The Rolling Stones confirm details of new album
Entertainment
The band has unveiled its first album of original material since 2005
(Web Desk) - The Rolling Stones have unveiled their first album of original material since 2005, and the first since the death of drummer Charlie Watts.
Hackney Diamonds will feature 12 tracks and be released on 20 October, preceded by lead single Angry.
Keith Richards, Ronnie Wood and Sir Mick Jagger announced the album on Wednesday at an event in Hackney.
Richards said: "Ever since Charlie's gone, it's been different, he's number four.
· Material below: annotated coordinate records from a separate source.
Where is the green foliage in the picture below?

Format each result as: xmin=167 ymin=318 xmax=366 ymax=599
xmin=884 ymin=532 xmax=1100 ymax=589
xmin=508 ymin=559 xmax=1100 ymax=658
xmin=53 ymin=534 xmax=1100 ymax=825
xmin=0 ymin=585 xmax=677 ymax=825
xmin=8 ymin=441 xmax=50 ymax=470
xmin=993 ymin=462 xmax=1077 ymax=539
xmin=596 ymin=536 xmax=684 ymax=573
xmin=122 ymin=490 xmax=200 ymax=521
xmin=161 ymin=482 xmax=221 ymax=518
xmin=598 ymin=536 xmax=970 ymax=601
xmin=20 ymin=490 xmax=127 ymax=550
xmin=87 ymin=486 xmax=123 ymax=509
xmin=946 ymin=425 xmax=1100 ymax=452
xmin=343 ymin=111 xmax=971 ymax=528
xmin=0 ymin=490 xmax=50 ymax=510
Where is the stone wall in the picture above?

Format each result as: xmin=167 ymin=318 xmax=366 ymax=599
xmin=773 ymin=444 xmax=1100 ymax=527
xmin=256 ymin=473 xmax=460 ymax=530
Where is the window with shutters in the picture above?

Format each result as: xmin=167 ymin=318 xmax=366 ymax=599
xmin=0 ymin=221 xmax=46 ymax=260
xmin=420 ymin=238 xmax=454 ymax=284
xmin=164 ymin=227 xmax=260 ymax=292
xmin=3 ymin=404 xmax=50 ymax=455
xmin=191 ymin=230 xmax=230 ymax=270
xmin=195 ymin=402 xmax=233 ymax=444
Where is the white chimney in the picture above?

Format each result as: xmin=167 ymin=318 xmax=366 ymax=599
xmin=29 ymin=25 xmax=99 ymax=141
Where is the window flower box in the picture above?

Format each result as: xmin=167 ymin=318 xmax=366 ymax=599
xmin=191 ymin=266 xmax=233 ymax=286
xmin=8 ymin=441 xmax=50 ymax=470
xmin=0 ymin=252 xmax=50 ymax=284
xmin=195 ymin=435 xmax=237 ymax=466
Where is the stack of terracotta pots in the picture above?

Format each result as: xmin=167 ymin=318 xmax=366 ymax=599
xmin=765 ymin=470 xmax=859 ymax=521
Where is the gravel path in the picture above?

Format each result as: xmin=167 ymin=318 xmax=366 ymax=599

Of course he's missed."
But, he added, the new album will feature Steve Jordan in Watts' place, a drummer Richards said the band knew from "way back" and who filled Watts' seat on tour this summer.
"It would have been a lot harder without Charlie's blessing," Richards said, explaining that Watts had previously told the band Jordan should replace him if he ever was not around to record.
Watts died in 2021 aged 80, prior to the band's 60th anniversary tour, after suffering from throat cancer.
The album is preceded by a new lead single, titled Angry, which also received its premiere at the event in Hackney.
Euphoria actress Sydney Sweeney, who was sitting in the audience at the launch event where she was briefly interviewed by host Jimmy Fallon, features in the music video for the song.
In a five-star review, the Telegraph's Neil McCormick called the song "an absolute blast," describing it as the band's best single in 40 years.
Discussing the recording of the album, Wood told Fallon: "We did it pretty quickly actually.
"There were lots of ideas floating around, we gathered them together just before Christmas last year and made a go of it."
The record will feature Lady Gaga, and other rumoured guest stars include Sir Paul McCartney and Stevie Wonder.
Asked about the gap since 2016's Blue & Lonesome, an album of blues covers, Sir Mick said: "We've been on the road most of the time, maybe we were a bit too lazy, but then we said, 'let's put a deadline'."
He said the band cut 23 tracks, which were mixed in February, before deciding on the final 12 to include on the album.
Sir Mick said the sound of the album was "angry", like the title of the lead single, but added there was an "eclectic" mixture of genres on the record, including love songs and ballads.
He continued: "I don't want to be big headed but we wouldn't have put this album out if we hadn't really liked it. We said we had to make a record we really love ourselves.
"We are quite pleased with it, we are not big headed about it, but we hope you all like it."
The stage is littered with fallen chandeliers, the famous lips logo is slashed to pieces. The Stones might be entering their 80s, but they're not going quietly.
Sir Mick and Ronnie bound onto the stage, vamping for the crowd and stirring up a frenzy. Keith Richards hangs back in his shades and a trilby hat, forever cool.
They're in a playful mood, teasing Jimmy Fallon for his questions ("the first track is called Angry, what's the main emotion behind that?"), and singing an impromptu version of the 1965 track Off The Hook.
"Mick and Keith, you've been together longer than me an my wife. What's the secret?" asks a fan.
"Don't talk too much," Sir Mick fires back.
The trio are obviously energised by the new album, with Keith talking up the "damn funky riffs" and Sir Mick declaring: "We wouldn't have put this album out if we hadn't really liked it."
"I'll drink to that," replies Ronnie.
They also confirm some of the big rumours - Lady Gaga will appear on a song called Sweet Sound Of Heaven, and drummer
Charlie Watts features on two of the 12 songs.
The scale of the press conference is reassuringly old school. There's an endless free bar, a rowdy phalanx of paparazzi, and broadcasters from all around the world - Australia, Brazil, China, Germany, the US - elbowing each other for prime position.
Outside, pressed against the barriers, fans have come from just as far afield - waving banners and clutching albums in the hope Sir Mick's brought a Sharpie.
As it ends, we hear one new song: The rowdy and rambunctious Angry, which finds Mick Jagger in the middle of a domestic fight, snarling like a Rottweiler, but hoping for reconciliation.
If the relationship has to end, he says, "Let's go out in a blaze."
For what could realistically be the Stones' final album, that's a solid manifesto.